Old MacDonald Had A Farm system integrates disparate systems to collect data, make observations and assessments, and provide information on groundwater supplies that supports the farmers as the decision-makers.
Off-the-shelf smart watering kits with self contained system on chips (SOC) modules with integrated TCP/IP protocol stack that can give the Arduino microcontrollers access to the WiFi network can be used to collate vast amount of environmental and crop performance data, ranging from time series data from sensors, to spatial data from cameras, to human observations collected and recorded via mobile smart phone applications. Such data can then be analyzed to filter out invalid data and compute tailored crop recommendations for any specific farm.

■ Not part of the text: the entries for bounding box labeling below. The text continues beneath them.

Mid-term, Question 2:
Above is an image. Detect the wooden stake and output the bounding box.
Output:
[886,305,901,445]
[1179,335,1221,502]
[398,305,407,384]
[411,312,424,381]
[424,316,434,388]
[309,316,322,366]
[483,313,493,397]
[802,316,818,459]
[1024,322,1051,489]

For this project, the team presents an IoT-based platform created during a weekend that can automate the collection of environmental, soil, fertilization, and irrigation data; automatically correlate such data and filter-out invalid data from the perspective of assessing crop performance; and compute crop forecasts and personalized crop recommendations for any particular farm. The focus is to demonstrate the possibility of the integrating virtually any IoT device, including commercially available sensors, cameras, weather stations, etc., and store their data in the cloud for performance analysis and recommendations.